Reflections and perspectives from this study could be relevant for people living with other neuromuscular or life-threatening diseases. There is a need for further studies to investigate relevant methods for healthcare professionals to initiate conversations about wishes and needs for future care.
Conclusion
This study provided new insights into reflections on wishes and needs of adults living with DMD. Navigating life with DMD was considered a condition of life, and being able to accept and adapt to uncertainties were effective coping mechanisms affecting the participants overall SOC. Furthermore, living with a life-threatening disease was managed by living one day at a time, finding solutions, taking life as it comes, and getting the best out of it. Also, having dreams like everybody else despite the uncertain future was important. Finally, talking about future care felt strange to the participants but was easier if someone dared to ask directly, however timing and addressing individual needs were essential.
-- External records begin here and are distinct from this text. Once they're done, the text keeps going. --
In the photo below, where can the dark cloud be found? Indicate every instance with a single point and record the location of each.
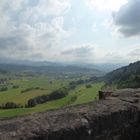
(128, 18)
(82, 51)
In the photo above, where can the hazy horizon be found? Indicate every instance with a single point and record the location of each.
(69, 31)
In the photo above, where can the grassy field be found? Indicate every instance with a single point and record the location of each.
(45, 84)
(81, 94)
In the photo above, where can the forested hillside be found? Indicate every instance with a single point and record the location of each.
(125, 77)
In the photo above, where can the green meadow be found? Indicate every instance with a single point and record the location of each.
(41, 85)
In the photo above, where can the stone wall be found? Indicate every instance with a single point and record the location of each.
(116, 118)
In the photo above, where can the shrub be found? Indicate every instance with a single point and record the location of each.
(88, 86)
(10, 105)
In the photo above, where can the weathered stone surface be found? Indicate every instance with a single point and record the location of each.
(110, 119)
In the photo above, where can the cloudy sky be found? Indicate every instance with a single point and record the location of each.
(94, 31)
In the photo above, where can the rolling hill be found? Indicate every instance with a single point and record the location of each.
(125, 77)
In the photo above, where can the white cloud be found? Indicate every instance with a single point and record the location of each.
(94, 27)
(127, 19)
(26, 31)
(113, 5)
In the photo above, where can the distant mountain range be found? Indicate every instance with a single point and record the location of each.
(105, 67)
(125, 77)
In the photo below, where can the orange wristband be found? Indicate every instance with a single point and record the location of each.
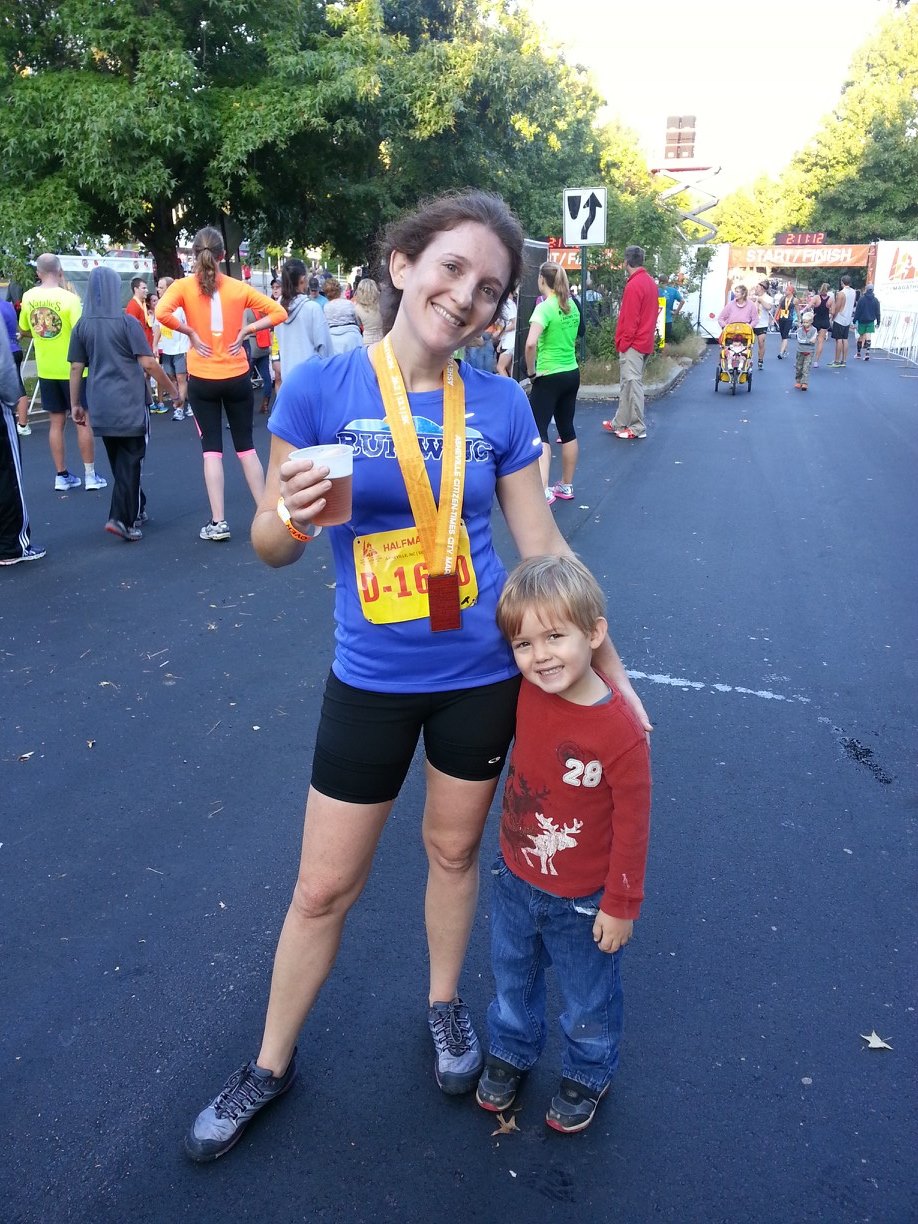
(284, 515)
The findings clearly indicate that future rehabilitation should include mental and existential issues and not be limited to issues concerning physical limitations. Healthcare professionals are recommended to initiate regular contact with adults with DMD and ask about their wishes and needs for the future. Healthcare professionals must be attentive to timing and have the courage to initiate conversation when the patient signal readiness to talk. Asking about death and dying is difficult for both healthcare professionals and relatives, but the present study shows that men with DMD are willing to share their thoughts even though it is difficult. To support healthcare professionals to initiate conversations, a systematic way of initiating and facilitating conversations is recommended, maybe in the form of a short interview guide. Palliative rehabilitation interventions are recommended which are tailored to the physical, mental and existential wishes, and needs of the person.
Footnotes
Acknowledgements
We would like to thank the participants for openly sharing their thoughts and making this study possible.
Ethical considerations
This study was conducted in accordance with the Declaration of Helsinki. According to the Central Denmark Committee on Health Research Ethics, the study could be conducted without approval from the Committee [Request no. 1-10-72-103-24].
Consent to participate
All participants were informed about the study orally and in writing and written or oral consent was obtained from all participants. The participants were guaranteed anonymity and could withdraw their consent at any time.
Consent for publication
Informed consent for publication was obtained from the participants.
Author contributions
Funding
The authors received no financial support for the research, authorship, and/or publication of this article.
Declaration of conflicting interests
The authors declared no potential conflicts of interest with respect to the research, authorship, and/or publication of this article.
Data availability statement
Data that supports the findings are available on request from the authors. Data is not publicly available due to the containing information that could compromise the privacy of the participants.